Year: 2012 (page 19 of 55)

magnets kill cancer

In a study recently published in Nature scientists use magnets to kill cancer. To do this, the researchers introduced zinc doped iron nanoparticles which they conjugated to an antibody for the protein death receptor 4 into a culture of colon cancer cells (DLD-1). When a magnetic field is subsequently applied the nanoparticles cause the cells containing them to enter into an apoptotic cycle and die. From Science News:

In the past, scientists have explored killing cancer using tiny iron-containing nanoparticles that latch onto malignant cells and heat up when exposed to a magnetic field. In the new work, a bit of protein guides each nanoparticle to death receptor 4, an aptly named handle on the outside of a cell that acts as a molecular doomsday switch. Exposing the cells to a magnetic field makes the nanoparticles clump together. This clumping pulls together the three molecular prongs that make up the switch, activating it and triggering a process that leads to the cell’s demise.

The scientists from Yonsei University in South Korea tried the approach with a dish of colon cancer cells. Within 24 hours, more than half of the cells exposed to the magnetic field were dead, the team reports online October 7 in Nature Materials.

“They’ve identified a major opportunity for magnetic nanoparticles,” says bioengineer Andrew MacKay of the University of Southern California. “This might be a new way to do really targeted therapeutics.”

Figuring out how to target only particular cells is an ongoing problem, though. Death receptor 4 sits on normal cells too, which can also be destroyed via remote-controlled magnetism. When the researchers tested their approach on developing zebra fish, the tails of the exposed fish developed a kink where cells were killed off in a particular area.

Exciting stuff. Scientists still don’t know if this can be developed into a meaningful therapy. Many cells in the body contain death receptor 4 including healthy cells and they would also be effected by this treatment. More work needs to be done to improve selective delivery of these nanoparticles to cancer cells. They are currently exploring other targets that may improve the nanoparticles’ selectivity.

nobel prize in physics

Today brought another nobel prize award announcement. A French scientist and an American scientist share the awards for their work on measuring quantum systems. From the Nobel press release:

Serge Haroche and David J. Wineland have independently invented and developed methods for measuring and manipulating individual particles while preserving their quantum-mechanical nature, in ways that were previously thought unattainable.

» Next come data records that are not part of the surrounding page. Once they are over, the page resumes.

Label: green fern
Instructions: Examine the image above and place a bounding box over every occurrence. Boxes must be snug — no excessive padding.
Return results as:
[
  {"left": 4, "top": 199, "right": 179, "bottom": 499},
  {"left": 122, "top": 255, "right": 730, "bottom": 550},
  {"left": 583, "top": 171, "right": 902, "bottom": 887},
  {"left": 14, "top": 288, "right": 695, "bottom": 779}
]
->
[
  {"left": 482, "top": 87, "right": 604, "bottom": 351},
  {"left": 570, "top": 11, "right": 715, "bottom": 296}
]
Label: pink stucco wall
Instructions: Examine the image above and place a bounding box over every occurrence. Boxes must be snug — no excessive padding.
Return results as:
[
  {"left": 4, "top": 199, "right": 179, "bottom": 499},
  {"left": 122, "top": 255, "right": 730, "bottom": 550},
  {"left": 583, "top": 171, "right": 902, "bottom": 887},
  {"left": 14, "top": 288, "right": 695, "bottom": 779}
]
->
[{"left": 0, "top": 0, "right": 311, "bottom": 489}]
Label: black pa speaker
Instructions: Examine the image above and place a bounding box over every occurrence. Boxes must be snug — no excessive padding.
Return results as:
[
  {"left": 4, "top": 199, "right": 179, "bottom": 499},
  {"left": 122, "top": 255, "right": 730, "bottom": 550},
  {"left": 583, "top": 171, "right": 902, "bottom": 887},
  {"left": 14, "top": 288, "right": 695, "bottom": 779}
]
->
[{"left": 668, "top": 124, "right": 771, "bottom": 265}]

The Nobel Laureates have opened the door to a new era of experimentation with quantum physics by demonstrating the direct observation of individual quantum particles without destroying them. For single particles of light or matter the laws of classical physics cease to apply and quantum physics takes over. But single particles are not easily isolated from their surrounding environment and they lose their mysterious quantum properties as soon as they interact with the outside world. Thus many seemingly bizarre phenomena predicted by quantum physics could not be directly observed, and researchers could only carry out thought experiments that might in principle manifest these bizarre phenomena.

Through their ingenious laboratory methods Haroche and Wineland together with their research groups have managed to measure and control very fragile quantum states, which were previously thought inaccessible for direct observation. The new methods allow them to examine, control and count the particles.

 

mammoth fossil

Fossilized remains of a woolly mammoth.

An 11year old boy in Russia made quite the discovery. He came across a well preserved fossil of an adult woolly mammoth. From BBC News:

The remains were discovered at the end of August in Sopochnaya Karga, 3,500km (2,200 miles) northeast of Moscow.

A team of experts from St Petersburg then spent five days in September extracting the body from frozen mud.

The mammoth is estimated to have been around 16 years old when it died; it stood 2m tall and weighed 500kg.

It has been named Zhenya, after Zhenya Salinder, the 11-year-old who found the carcass while walking his dogs in the area.

Alexei Tikhonov, from the St Petersburg Zoology Institute, who led the team excavating the mammoth, said this specimen could either have been killed by Ice Age humans, or by a rival mammoth.

He added that it was well preserved for an adult specimen.

His colleague Sergei Gorbunov, from the International Mammoth Committee, which works to recover and safeguard such remains, said: “We had to use both traditional instruments such as axes, picks, shovels as well as such devices as this “steamer” which allowed us to thaw a thin layer of permafrost.

“Then we cleaned it off, and then we melted more of it. It took us a week to complete this task.”